Dari segi penghasilan, petani mempunyai pendapatan yang dapat dikontrol karena
pola panen yang terkontrol sehingga hasil pangan atau ternak yang mereka miliki
dapat ditentukan untuk mencapai hasil pendapatan yang mereka inginkan. Berbeda
halnya dengan masyarakat pesisir yang mata pencahariannya didominasi
dengan pelayan. Pelayan bergelut dengan laut untuk mendapatkan penghasilan,
maka pendapatan yang mereka inginkan tidak bisa dikontrol.
“Nelayan menghadapi
sumberdaya yang bersifat open acces dan beresiko tinggi. Hal tersebut
menyebabkan masyarakat pesisir sepeti nelayan cenderung memiliki karakter yang
tegas, keras, dan terbuka”
Masyarakat pesisir
termasuk masyarakat yang masih terbelakang dan berada dalam posisi marginal.
Selain itu, banyak dimensi kehidupan yang tidak diketahui oleh orang luar
tentang karakteristik masyarakat pesisir. Masyarakat pesisir mempunyai cara
berbeda dalam aspek pengetahuan, kepercayaan, peranan sosial, dan struktur
sosialnya. Sementara itu, dibalik kemarginalannya, masyarakat pesisir tidak
mempunyai banyak cara dalam mengatasi masalah yang hadir.
BAB III
PEMBAHASAN
Masyarakat
pesisir pada umumnya telah menjadi bagian masyarakat yang pluraristik tapi
masih tetap memiliki jiwa kebersamaan.
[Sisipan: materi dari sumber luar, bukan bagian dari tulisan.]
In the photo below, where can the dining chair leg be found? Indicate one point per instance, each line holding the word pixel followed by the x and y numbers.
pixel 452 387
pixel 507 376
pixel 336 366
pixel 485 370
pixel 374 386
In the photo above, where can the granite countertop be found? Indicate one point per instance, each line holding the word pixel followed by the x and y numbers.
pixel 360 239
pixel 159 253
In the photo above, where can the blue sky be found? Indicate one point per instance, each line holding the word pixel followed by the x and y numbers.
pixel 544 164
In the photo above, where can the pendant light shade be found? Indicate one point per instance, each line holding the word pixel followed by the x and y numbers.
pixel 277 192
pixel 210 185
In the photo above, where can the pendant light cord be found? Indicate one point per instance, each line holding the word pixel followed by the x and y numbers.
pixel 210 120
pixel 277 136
Artinya bahwa struktur masyarakat
pesisir rata-rata merupakan gabungan karakteristik masyarakat perkotaan dan
pedesaan. Karena struktur masyarakat pesisir sangat plurar, sehingga mampu
membentuk sistem dan nilai budaya yang merupakan akulturasi budaya dari
masing-masing komponen yang membentuk struktur masyarakatnya.
Hal
menarik adalah bahwa bagi masyarakat pesisir Indonesia, hidup di dekat pantai merupakan
hal yang paling diinginkan untuk dilakukan mengingat segenap aspek kemudahan
dapat mereka peroleh dalam berbagai aktivitas kesehariannya. Dua contoh
sederhana dari kemudahan-kemudahan tersebut diantaranya, pertama, bahwa
kemudahan aksesibilitas dari dan ke sumber mata pencaharian lebih terjamin,
mengingat sebagian masyarakat pesisir menggantungkan kehidupannya pada
pemanfaatan potensi perikanan dan laut yang terdapat di sekitarnya, seperti
penangkapan ikan, pengumpulan atau budidaya rumput laut dan sebagainya. Kedua,
bahwa mereka lebih mudah mendapatkan kebutuhan akan MCK (mandi, cuci, kakus) di
mana mereka dapat mengaksesnya secara lebih mudah.
Masyarakat
pesisir, khususnya yang tinggal di wilayah Indonesia, mempunyai sifat-sifat atau
karakteristik tertentu yang khas atau unik. Sifat ini sangat erat kaitannya
dengan sifat usaha di bidang perikanan itu sendiri. Karena sifat-sifat dari
usaha perikanan sangat dipengaruhi oleh faktor-faktor seperti lingkungan, musim
dan pasar, maka karakteristik masyarakat pesisir juga dipengaruhi oleh
faktor-faktor tersebut dan faktor-faktor lainnya. Beberapa sifat dan
karakteristik masyarakat pesisir diuraikan sebagai berikut :
3.1. Ketergantungan Pada Kondisi Lingkungan
Nilai dan arti penting pesisir dan laut bagi bangsa
Indonesia dapat dilihat dari dua aspek, yaitu : Pertama, secara sosial ekonomi
wilayah pesisir dan laut memiliki arti penting karena (a) sekitar 140 juta (60
%) penduduk Indonesia hidup di wilayah pesisir (dengan pertumbuhan rata-rata 2
% per tahun); (b) sebagian besar kota, baik propinsi dan kabupaten) terletak di
kawasan pesisir; (c) kontribusi sektor kelautan terhadap PDB nasional sekitar
20,06 % pada tahun 1998 dan (d) industri kelautan (coastal industries) menyerap
lebih dari 16 juta tenaga kerja secara langsung.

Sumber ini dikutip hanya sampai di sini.